Nella drammaturgia di Michieletto ogni dettaglio è significativo: il medico che cura Rigoletto diventa subito dopo un trucido Sparafucile, Giovanna è una rigida infermiera. Tutti i personaggi sono vestiti di bianco eccetto la figlia, che porta un vestitino a fiori, strapazzato e strumento lascivo nelle mani dei cortigiani nell’atto secondo. Rivelatore è il fatto che Monterone qui sia un alter-ego di Rigoletto, ne assuma le fattezze – porta la gobba, è claudicante. Sono entrambi padri sventurati accomunati dal fatto di avere una figlia disonorata dal duca e non è senza significato il fatto che Verdi li faccia cantare nello stesso registro vocale.

Che la musica di Rigoletto sia sconvolgente ce lo dimostra con grande chiarezza Daniele Callegari che dell’opera offre una versione senza arbitrii di tradizione, acuti non scritti, corone e tagli. I colori sono pieni di chiaroscuri, la tensione drammatica non ha un momento di stanchezza e si arriva al finale col cuore che batte forte. Luca Salsi supera la prova con bravura sbalorditiva: sempre in scena, la sua presenza fisica e vocale non ha mai un cedimento. La linea scelta dal baritono parmense si muove tra pianissimi – «ah no, è follia» finalmente senza puntatura! –, mezzevoci e linee vocali ampie, robuste, sempre con grande sensibilità e chiarezza di accento. Solo al momento dell’invettiva contro i cortigiani – «quanno ce vò, ce vò»  – tutto solo in scena e con sullo sfondo i colorati disegni infantili della figlia che vengono cancellati dal nero,  si lascia andare a uno sfogo di violenza e verità tali da scatenare l’unico lunghissimo applauso a scena aperta della serata da parte di un pubblico altrimenti soggiogato dalla tensione implacabile della direzione musicale.

Di Iván Ayón Rivas non ho sempre apprezzato lo slancio vocale spesso poco controllato, ma qui con la sua spavalderia riesce a delineare un duca memorabile, la voce è ferma, il timbro luminoso e la proiezione eccezionale, esaltata dalla acustica della sala veneziana.
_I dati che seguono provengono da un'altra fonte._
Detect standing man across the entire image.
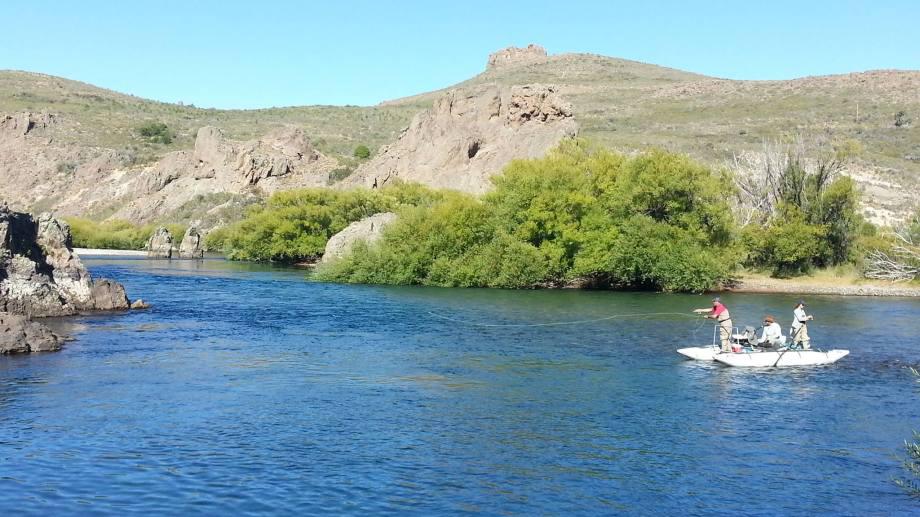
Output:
[757,316,786,348]
[693,297,732,352]
[791,300,814,350]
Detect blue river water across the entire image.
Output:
[0,259,920,515]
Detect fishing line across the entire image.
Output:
[428,311,702,333]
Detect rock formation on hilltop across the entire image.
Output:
[0,205,128,317]
[104,126,338,221]
[486,44,547,70]
[345,85,578,194]
[144,226,176,258]
[0,112,338,222]
[179,226,204,259]
[323,212,397,262]
[0,111,54,137]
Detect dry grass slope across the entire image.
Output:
[0,54,920,218]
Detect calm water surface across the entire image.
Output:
[0,259,920,515]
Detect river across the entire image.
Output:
[0,258,920,515]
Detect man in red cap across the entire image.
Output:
[693,296,732,352]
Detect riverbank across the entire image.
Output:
[725,273,920,297]
[73,248,147,257]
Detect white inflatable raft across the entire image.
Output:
[677,345,722,361]
[713,350,850,368]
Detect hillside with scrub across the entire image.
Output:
[199,139,920,292]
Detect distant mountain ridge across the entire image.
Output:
[0,46,920,226]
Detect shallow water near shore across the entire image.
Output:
[0,258,920,515]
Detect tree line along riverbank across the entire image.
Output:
[66,140,920,291]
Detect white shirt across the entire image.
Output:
[792,307,808,329]
[757,321,783,343]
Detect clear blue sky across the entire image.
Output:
[0,0,920,108]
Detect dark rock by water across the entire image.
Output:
[179,226,204,259]
[0,204,135,353]
[0,312,64,354]
[147,227,176,258]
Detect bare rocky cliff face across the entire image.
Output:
[322,212,397,262]
[0,204,138,354]
[0,113,337,222]
[345,85,578,194]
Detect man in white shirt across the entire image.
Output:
[757,316,786,348]
[792,300,814,350]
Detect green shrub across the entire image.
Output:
[327,167,355,185]
[317,141,737,291]
[213,183,436,262]
[137,122,173,144]
[745,205,828,278]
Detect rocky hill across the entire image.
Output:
[0,45,920,226]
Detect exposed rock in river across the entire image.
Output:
[345,85,578,194]
[0,205,128,317]
[323,212,396,262]
[145,227,176,258]
[179,226,204,259]
[0,312,64,354]
[486,43,547,70]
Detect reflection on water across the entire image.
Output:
[0,258,920,515]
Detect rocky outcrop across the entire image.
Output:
[486,44,546,70]
[92,278,131,311]
[0,206,128,317]
[345,85,578,194]
[179,226,204,259]
[322,212,396,262]
[193,126,323,185]
[144,226,176,258]
[0,312,64,354]
[0,111,54,137]
[131,298,150,310]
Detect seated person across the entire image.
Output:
[757,316,786,347]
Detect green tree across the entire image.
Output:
[137,121,173,144]
[317,140,737,291]
[895,368,920,497]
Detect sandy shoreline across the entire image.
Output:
[724,278,920,297]
[73,248,147,257]
[66,248,920,298]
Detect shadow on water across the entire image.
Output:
[0,258,920,515]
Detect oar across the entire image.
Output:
[772,327,802,368]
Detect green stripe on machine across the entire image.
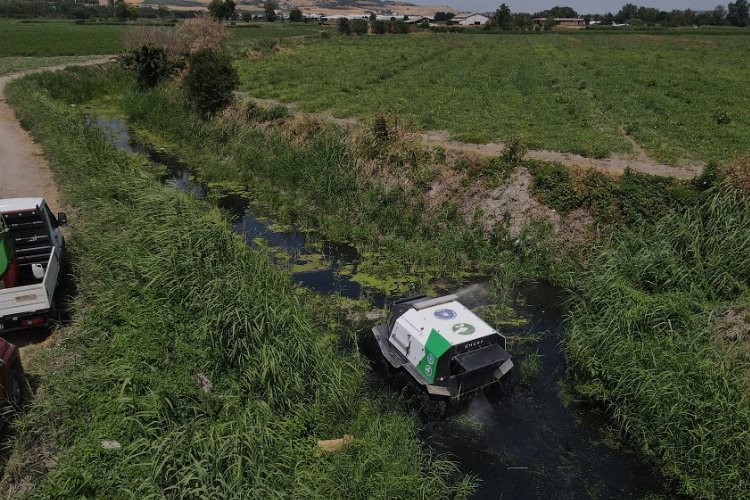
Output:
[417,328,451,383]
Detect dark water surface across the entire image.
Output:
[91,118,674,499]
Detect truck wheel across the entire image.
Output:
[8,366,24,408]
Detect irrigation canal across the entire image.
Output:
[90,118,675,499]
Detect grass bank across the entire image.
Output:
[565,188,750,498]
[3,69,469,498]
[17,63,750,497]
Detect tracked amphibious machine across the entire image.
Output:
[372,295,513,399]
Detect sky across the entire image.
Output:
[406,0,733,14]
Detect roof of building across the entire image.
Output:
[451,13,489,21]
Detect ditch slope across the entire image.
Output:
[0,56,112,207]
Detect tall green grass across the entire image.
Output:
[4,69,470,498]
[566,188,750,498]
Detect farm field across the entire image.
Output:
[0,20,126,57]
[238,30,750,164]
[0,56,104,76]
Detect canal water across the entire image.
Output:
[90,118,675,499]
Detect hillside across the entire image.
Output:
[128,0,460,16]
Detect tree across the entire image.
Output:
[122,44,176,88]
[727,0,750,26]
[711,5,727,26]
[182,50,239,117]
[370,20,385,35]
[289,8,304,23]
[615,3,638,23]
[435,12,455,23]
[491,4,513,28]
[208,0,236,21]
[263,0,279,23]
[336,17,352,35]
[115,0,138,21]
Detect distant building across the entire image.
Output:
[534,17,586,28]
[450,14,490,26]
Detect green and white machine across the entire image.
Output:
[372,295,513,399]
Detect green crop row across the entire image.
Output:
[237,32,750,164]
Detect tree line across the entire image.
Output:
[494,0,750,30]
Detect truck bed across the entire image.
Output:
[0,252,60,317]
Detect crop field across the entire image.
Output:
[0,20,126,57]
[238,31,750,164]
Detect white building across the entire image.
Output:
[451,14,490,26]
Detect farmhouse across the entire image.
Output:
[451,14,490,26]
[534,17,586,28]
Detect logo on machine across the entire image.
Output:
[453,323,477,335]
[435,309,457,319]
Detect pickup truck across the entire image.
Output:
[0,198,67,335]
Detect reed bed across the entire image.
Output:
[566,187,750,498]
[3,74,471,498]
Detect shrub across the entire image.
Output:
[350,19,369,35]
[502,135,529,167]
[289,8,304,23]
[183,50,239,116]
[208,0,236,20]
[177,17,229,54]
[724,154,750,194]
[122,26,187,58]
[387,19,410,35]
[370,20,385,35]
[336,17,352,35]
[121,45,176,88]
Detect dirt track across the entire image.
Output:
[0,57,111,210]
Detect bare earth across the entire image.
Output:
[0,57,111,210]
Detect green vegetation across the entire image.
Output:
[0,56,98,75]
[0,19,320,61]
[238,31,750,163]
[4,69,470,498]
[0,20,127,57]
[566,190,750,498]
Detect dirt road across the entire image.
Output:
[0,56,111,210]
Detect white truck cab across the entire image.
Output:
[0,198,67,333]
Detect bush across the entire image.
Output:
[121,45,176,88]
[289,8,304,23]
[502,135,529,167]
[350,19,369,35]
[182,50,239,116]
[122,26,188,59]
[370,20,385,35]
[387,19,410,35]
Ottima è la prova fornita da Claudia Pavone (Gilda), donna emancipata piuttosto che fanciulla ingenua e bamboleggiante. Mattia Denti (Sparafucile) e Valeria Girardello (Maddalena) se non vocalmente si fanno notare per la presenza scenica. Efficaci risultano gli altri interpreti, soprattutto il Monterone di Gianfranco Montresor.

Esito felicissimo della serata con applausi copiosi per gli interpeti e vere e proprie ovazioni per Salsi. Un Rigoletto quasi riscoperto di nuovo.

(1) Espressione presente nella prima didascalia per designare la festosa musica suonata da una banda fuori scena.